I'll try the triangular join next time.
Todd
June 13, 2008 at 12:06 am
;)β add temporarily identity column.
alter table tName add tid int identity(1,1)
βquery to delete duplicate rows from table
delete from tName where tid not in
(select min(tid) from tName a where a.firstname = tName.firstname)
β drop temporarily added identity column
alter table tName drop column tid
June 13, 2008 at 12:30 pm
this link is more than enough...
June 13, 2008 at 1:15 pm
vinuraj (6/13/2008)
this link is more than enough...
... to bring your server right to it's knee's. It took over 10 minutes to find and delete a lousy 156 rows from a million row test table.
--Jeff Moden
Change is inevitable... Change for the better is not.
June 13, 2008 at 1:32 pm
Other than the variable about whether it's faster to select out what you want to keep, or delete out the stuff you don't want, I'd say most of the workable solutions are already covered... (and some less workable too)
Of course if you're defining duplicates as all of the copies of some data AFTER the original one, you might care to slightly adjust the "Modenized CTE" just a smidgen:
;WITH
Numbered AS
(
SELECT RowNum = ROW_NUMBER() OVER
(PARTITION BY ProductID,CustomerID,OrderAmount,OrderDate
ORDER BY ProductID,CustomerID,OrderAmount,OrderDate,JBMTestID ),--order the dupes by ID
JBMTestID
FROM dbo.JBMTest
)
DELETE Numbered
WHERE RowNum > 1
Depending on the data distribution, this should edge out the triangular join (i.e if the dupe groups are large - this should win out).

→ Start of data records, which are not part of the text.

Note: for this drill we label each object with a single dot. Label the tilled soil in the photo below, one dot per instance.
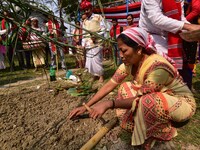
(35, 116)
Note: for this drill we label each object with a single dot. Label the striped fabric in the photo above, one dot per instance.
(120, 13)
(173, 9)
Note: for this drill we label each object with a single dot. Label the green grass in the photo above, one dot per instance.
(7, 77)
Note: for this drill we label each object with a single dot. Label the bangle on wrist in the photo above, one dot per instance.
(113, 104)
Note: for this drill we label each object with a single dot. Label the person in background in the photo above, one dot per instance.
(156, 19)
(24, 35)
(8, 37)
(95, 24)
(115, 30)
(193, 10)
(38, 52)
(154, 98)
(76, 41)
(191, 48)
(53, 30)
(2, 50)
(130, 21)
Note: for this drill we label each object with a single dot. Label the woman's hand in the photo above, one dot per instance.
(77, 111)
(191, 27)
(100, 108)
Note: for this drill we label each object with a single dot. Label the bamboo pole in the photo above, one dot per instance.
(98, 136)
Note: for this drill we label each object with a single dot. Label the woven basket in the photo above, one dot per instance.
(33, 45)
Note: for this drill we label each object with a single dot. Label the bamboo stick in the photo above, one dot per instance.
(89, 109)
(98, 136)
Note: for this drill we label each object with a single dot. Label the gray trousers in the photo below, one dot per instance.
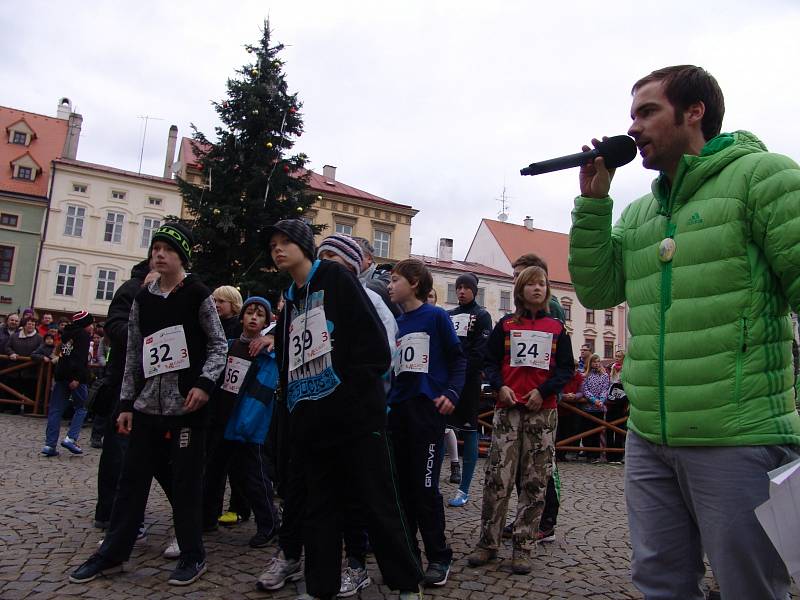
(684, 501)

----------------------------------------------------------------------------------
Your lack of planning does not constitute an emergency on my part...unless you're my manager...or a director and above...or a really loud-spoken end-user..All right - what was my emergency again?
June 14, 2008 at 7:11 am
Dear Sir,
i m new in this site.
you can apply this simple script for deleting duplicate record from table
Regards
Rishi Kumar
June 14, 2008 at 5:31 pm
Which script?
--Jeff Moden
Change is inevitable... Change for the better is not.